Accelerating repeated eigenvalue searches

Haven’t read the whole thread, but LOBPCG does this. There’s an implementation in iterativesolvers.jl, and we also have one in DFTK.jl/src/eigen/lobpcg_hyper_impl.jl at master · JuliaMolSim/DFTK.jl · GitHub

2 Likes

I’ll have a look! Perhaps unsurprisingly, my use case is also about computing bandstructures :wink:

@antoine-levitt I’ve had a chance to try IterativeSolvers.lobpcg!. Without reusing vectors, it is 2 to 3x slower than KrylovKit and ArnoldiMethod. With reusing the vectors from the previous k-point, it roughly halves the number of iterations needed to converge (~15 instead of ~30), making it comparable, but typically somewhat slower.

I thought that perhaps instead of just reusing vectors (feeding V_{n-1}, the matrix of eigenvectors of the previous k-point) I instead try to extrapolate to the new k-point, i.e. feed into lobpcg as initial guess 2 V_{n-1} - V_{n-2}, would lead to better convergence. However, this actually hurt convergence and returned me to the ~30 iterations as with not reusing vectors at all. Any other ideas how to accelerate that convergence?

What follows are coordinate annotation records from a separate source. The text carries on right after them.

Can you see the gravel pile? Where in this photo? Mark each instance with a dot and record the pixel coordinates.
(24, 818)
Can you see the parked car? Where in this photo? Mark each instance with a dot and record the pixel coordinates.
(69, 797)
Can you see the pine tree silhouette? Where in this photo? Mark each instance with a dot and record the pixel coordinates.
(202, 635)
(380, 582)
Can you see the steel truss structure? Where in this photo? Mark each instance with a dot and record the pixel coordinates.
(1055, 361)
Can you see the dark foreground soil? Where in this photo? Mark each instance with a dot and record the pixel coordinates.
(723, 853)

Since KrylovKit.jl does not have block implementations, you can only pass one starting vector. You could add a linear combination of the previous eigenvectors. If you would do this without changing the matrix, the individual eigenvectors would be reconstructed from the linear combination in a number of function applications equal to that of the number of vectors involved.

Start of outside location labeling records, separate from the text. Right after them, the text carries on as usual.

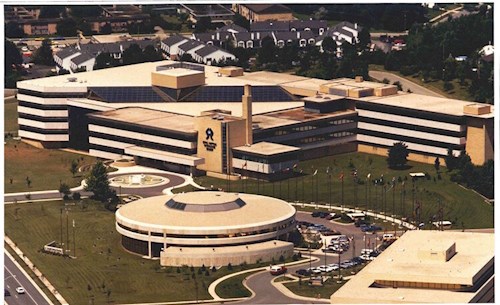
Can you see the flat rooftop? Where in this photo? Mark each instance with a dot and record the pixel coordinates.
(402, 261)
(266, 148)
(150, 118)
(293, 116)
(258, 210)
(425, 103)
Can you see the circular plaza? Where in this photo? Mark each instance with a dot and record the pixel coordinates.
(207, 228)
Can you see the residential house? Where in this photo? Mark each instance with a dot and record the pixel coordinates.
(263, 12)
(210, 55)
(300, 39)
(189, 47)
(83, 61)
(218, 39)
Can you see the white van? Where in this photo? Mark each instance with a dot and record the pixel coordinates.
(388, 236)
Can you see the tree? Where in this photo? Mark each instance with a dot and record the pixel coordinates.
(44, 54)
(151, 54)
(105, 60)
(203, 24)
(397, 155)
(328, 45)
(74, 167)
(450, 160)
(13, 30)
(97, 182)
(67, 27)
(106, 29)
(437, 163)
(132, 55)
(64, 189)
(241, 21)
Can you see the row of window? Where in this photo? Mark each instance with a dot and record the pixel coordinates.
(211, 236)
(53, 94)
(423, 285)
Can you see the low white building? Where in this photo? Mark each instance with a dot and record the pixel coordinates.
(210, 55)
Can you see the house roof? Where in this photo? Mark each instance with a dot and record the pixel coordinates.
(234, 28)
(312, 24)
(66, 52)
(171, 40)
(188, 45)
(268, 8)
(207, 50)
(83, 57)
(293, 35)
(259, 26)
(212, 36)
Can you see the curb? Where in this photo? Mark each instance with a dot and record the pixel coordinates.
(37, 272)
(29, 278)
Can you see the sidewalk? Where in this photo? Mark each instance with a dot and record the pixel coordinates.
(37, 272)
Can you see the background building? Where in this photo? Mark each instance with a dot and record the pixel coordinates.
(427, 267)
(193, 118)
(209, 228)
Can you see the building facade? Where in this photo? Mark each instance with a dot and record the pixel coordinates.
(192, 118)
(208, 228)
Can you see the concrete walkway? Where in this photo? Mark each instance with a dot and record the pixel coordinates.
(213, 285)
(37, 272)
(405, 83)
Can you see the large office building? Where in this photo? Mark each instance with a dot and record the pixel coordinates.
(427, 267)
(198, 119)
(208, 228)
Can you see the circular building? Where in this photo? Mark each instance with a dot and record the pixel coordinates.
(207, 228)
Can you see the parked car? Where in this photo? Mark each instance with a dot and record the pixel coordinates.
(303, 272)
(277, 270)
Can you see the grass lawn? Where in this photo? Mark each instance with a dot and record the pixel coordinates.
(459, 204)
(458, 92)
(233, 287)
(324, 292)
(102, 266)
(10, 116)
(46, 168)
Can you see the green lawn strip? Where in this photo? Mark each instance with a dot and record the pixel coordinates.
(32, 275)
(45, 168)
(10, 116)
(102, 266)
(459, 204)
(458, 92)
(302, 288)
(233, 287)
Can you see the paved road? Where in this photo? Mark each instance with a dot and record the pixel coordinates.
(406, 84)
(266, 293)
(143, 191)
(13, 278)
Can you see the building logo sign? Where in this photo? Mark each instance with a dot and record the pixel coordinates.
(209, 145)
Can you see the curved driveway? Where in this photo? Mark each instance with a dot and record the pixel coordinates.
(406, 84)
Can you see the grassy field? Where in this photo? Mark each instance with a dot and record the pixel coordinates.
(233, 287)
(459, 204)
(45, 168)
(101, 266)
(10, 116)
(458, 92)
(325, 291)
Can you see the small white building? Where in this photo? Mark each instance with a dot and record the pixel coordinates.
(210, 55)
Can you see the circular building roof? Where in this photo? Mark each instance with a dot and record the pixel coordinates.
(207, 211)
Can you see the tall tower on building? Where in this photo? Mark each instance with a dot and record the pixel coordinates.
(247, 113)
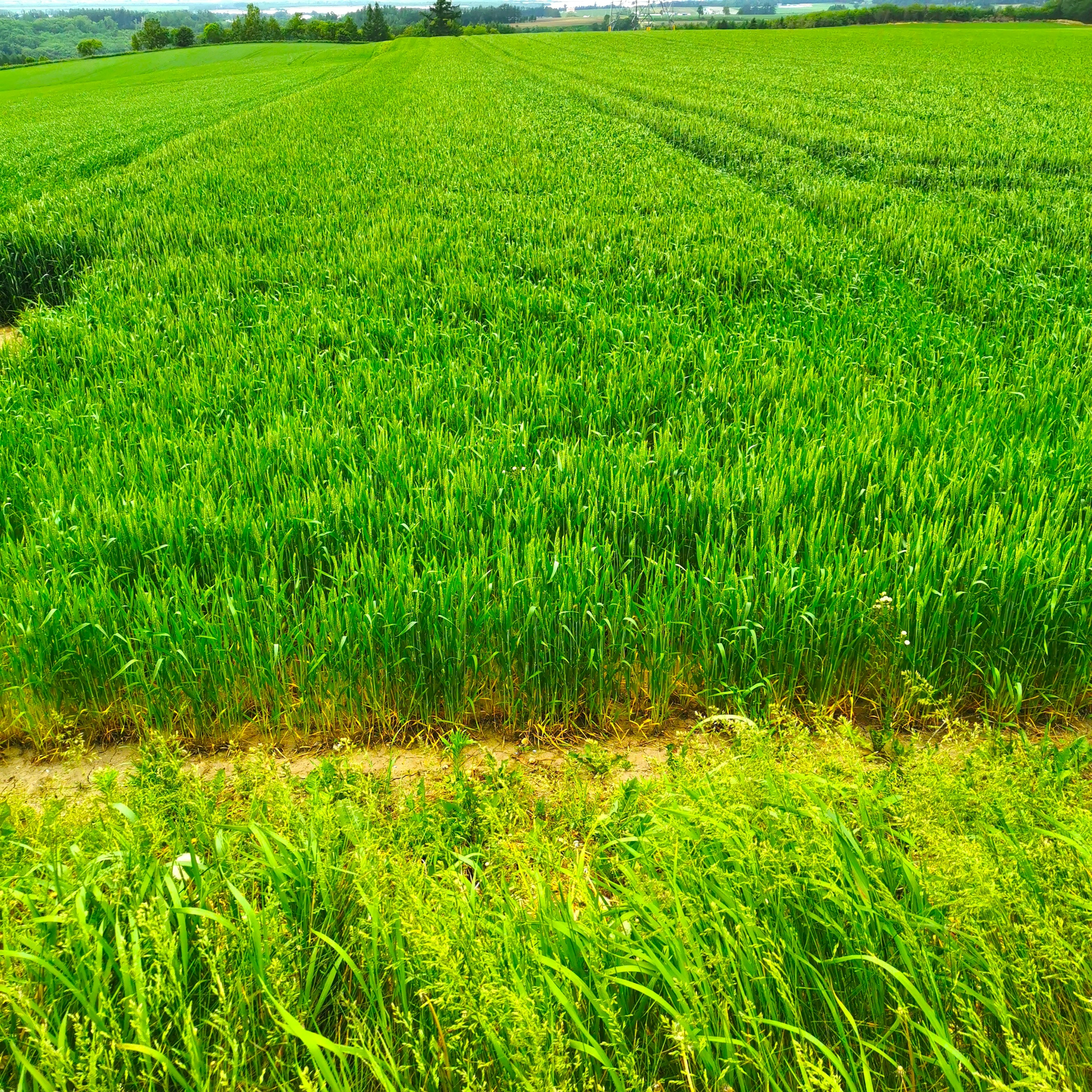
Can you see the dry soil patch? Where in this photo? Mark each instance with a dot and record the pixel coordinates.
(27, 776)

2Vn-1 - Vn-2 is not great as it would not be able to accomodate band crossings and the like. If you want to use the information of Vn-2, a better solution is to do a rayleigh-ritz method (diagonalize the operator in the basis formed of the union of Vn-1 and Vn-2) if you can afford it, although I’m not sure how much iterations it will buy you. Or even pass to LOBPCG more vectors than you actually need, and setting the stopping criterion to only look at the ones you actually need (I don’t know about IterativeSolvers but our solver has an option for this)

This is called a numerical continuation problem, and in related problems (tracking nonlinear eigenvalues for lasing modes) we’ve had good results with BifurcationKit.jl (which can do higher-order extrapolation and handle certain kinds of singularities); I haven’t tried it for band structures, though.

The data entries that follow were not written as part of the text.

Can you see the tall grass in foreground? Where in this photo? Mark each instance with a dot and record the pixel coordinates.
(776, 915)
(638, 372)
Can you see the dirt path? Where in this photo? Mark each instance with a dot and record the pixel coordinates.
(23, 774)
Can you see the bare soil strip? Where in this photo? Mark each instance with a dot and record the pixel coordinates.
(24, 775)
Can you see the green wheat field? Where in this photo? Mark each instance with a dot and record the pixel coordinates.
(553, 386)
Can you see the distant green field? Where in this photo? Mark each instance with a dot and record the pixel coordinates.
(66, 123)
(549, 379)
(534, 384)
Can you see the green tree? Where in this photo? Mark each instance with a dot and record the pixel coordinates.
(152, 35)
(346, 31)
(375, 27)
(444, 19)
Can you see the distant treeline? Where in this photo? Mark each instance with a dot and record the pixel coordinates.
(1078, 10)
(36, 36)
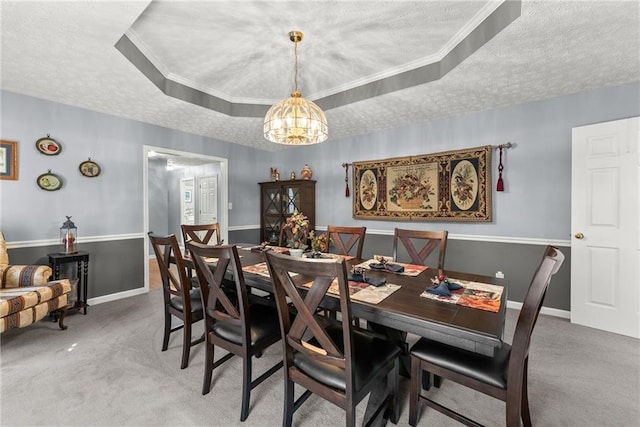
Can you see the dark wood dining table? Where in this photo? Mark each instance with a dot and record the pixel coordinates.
(470, 328)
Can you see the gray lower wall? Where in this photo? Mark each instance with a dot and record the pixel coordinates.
(118, 266)
(518, 262)
(114, 266)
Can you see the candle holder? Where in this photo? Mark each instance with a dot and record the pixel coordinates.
(68, 237)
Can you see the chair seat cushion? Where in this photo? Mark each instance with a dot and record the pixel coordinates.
(196, 301)
(263, 325)
(486, 369)
(371, 353)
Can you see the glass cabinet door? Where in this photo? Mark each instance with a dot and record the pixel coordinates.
(291, 200)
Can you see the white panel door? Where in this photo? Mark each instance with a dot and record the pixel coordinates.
(187, 201)
(605, 222)
(208, 200)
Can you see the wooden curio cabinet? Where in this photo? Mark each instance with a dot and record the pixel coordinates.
(279, 200)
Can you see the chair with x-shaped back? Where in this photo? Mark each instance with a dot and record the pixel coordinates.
(430, 240)
(344, 239)
(232, 321)
(503, 375)
(181, 297)
(335, 360)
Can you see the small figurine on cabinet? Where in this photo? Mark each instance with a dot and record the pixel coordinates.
(275, 176)
(306, 173)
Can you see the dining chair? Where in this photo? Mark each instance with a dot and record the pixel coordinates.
(181, 297)
(201, 233)
(344, 239)
(426, 241)
(332, 359)
(503, 376)
(232, 322)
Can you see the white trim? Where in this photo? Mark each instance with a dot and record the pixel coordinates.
(243, 227)
(90, 239)
(467, 237)
(117, 296)
(544, 310)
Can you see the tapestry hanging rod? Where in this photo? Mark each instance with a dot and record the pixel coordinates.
(506, 145)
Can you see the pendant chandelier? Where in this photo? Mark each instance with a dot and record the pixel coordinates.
(294, 120)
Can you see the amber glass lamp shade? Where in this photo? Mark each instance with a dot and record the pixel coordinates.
(68, 237)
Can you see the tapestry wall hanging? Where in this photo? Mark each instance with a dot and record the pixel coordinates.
(447, 186)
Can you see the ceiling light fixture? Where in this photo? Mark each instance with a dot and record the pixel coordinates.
(294, 120)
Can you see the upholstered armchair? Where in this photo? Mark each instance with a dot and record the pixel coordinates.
(26, 295)
(14, 276)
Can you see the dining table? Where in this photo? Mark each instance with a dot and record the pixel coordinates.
(404, 310)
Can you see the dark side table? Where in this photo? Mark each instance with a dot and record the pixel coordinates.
(82, 261)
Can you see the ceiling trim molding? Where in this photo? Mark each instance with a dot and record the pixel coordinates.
(490, 26)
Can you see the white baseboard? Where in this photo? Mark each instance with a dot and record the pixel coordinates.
(117, 296)
(544, 310)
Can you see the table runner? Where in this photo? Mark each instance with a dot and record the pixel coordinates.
(473, 294)
(409, 269)
(260, 269)
(360, 291)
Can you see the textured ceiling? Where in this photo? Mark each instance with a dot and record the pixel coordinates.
(238, 51)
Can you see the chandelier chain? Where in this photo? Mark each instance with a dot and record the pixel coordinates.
(295, 54)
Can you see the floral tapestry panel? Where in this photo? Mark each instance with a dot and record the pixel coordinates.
(447, 186)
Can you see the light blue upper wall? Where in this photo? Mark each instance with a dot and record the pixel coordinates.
(536, 203)
(111, 203)
(537, 198)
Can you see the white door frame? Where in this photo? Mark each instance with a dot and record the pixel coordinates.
(223, 188)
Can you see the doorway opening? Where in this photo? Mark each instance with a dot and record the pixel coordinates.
(183, 159)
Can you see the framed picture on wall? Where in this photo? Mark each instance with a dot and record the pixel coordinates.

(But you still have to be careful of band crossings, i.e. where you are computing N bands but the N+1-th band crosses the N-th band, as @antoine-levitt discusses above.)

1 Like

Presumably for band structures it’s a complex operator with arbitrary phase on the eigenvectors, so if you want to extrapolate you’d need at least to align the vectors before, ie find the best unitary R such that Vn-2 R is closest to Vn-1 (which you do by an svd of the overlap between Vn-2 and Vn-1)

Note that for LOBPCG you should only need to extrapolate the subspace, i.e. you should only need to extrapolate to a set of vectors that nearly spans the new eigenvectors.

But for extrapolating from multiple k points I agree that you need to be careful about choosing the bases. One possibility is described in https://onlinelibrary.wiley.com/doi/abs/10.1002/pssb.202000260

Also https://doi.org/10.1021/acs.jctc.0c00684

@antoine-levitt @stevengj Fair, I did not consider that the phase might be an issue. For the low order extrapolation I was proposing, would simply fixing the phase of each basis vector, i.e. enforce Vn[1,:] are real, solve most of the problem? (Admittedly, this does not deal with the arbitrary superposition of degenerate eigenvectors. I am dealing with a low-symmetry case, so I expect at most doublets. Perhaps @stevengj 's comment on needing only extrapolated superposition applies.) Otherwise, could you be a bit more explicit about the SVD approach you outlined?

Probably, as long as the first component doesn’t vanish. A better way is to align them, ie find the phase phi such that vn-1 phi is closest to vn-2. This comes out as vn-1 becomes vn-2 <vn-2, vn-1>/|<vn-2, vn-1>| (or something like this).

In the general multivector case, phi becomes a unitary matrix which can be obtained from an SVD of the overlap matrix between Vn-1 and Vn-2. I’m sure it’s very standard but I don’t know offhand of a place where it’s written down properly…

Would this be it?

Yep!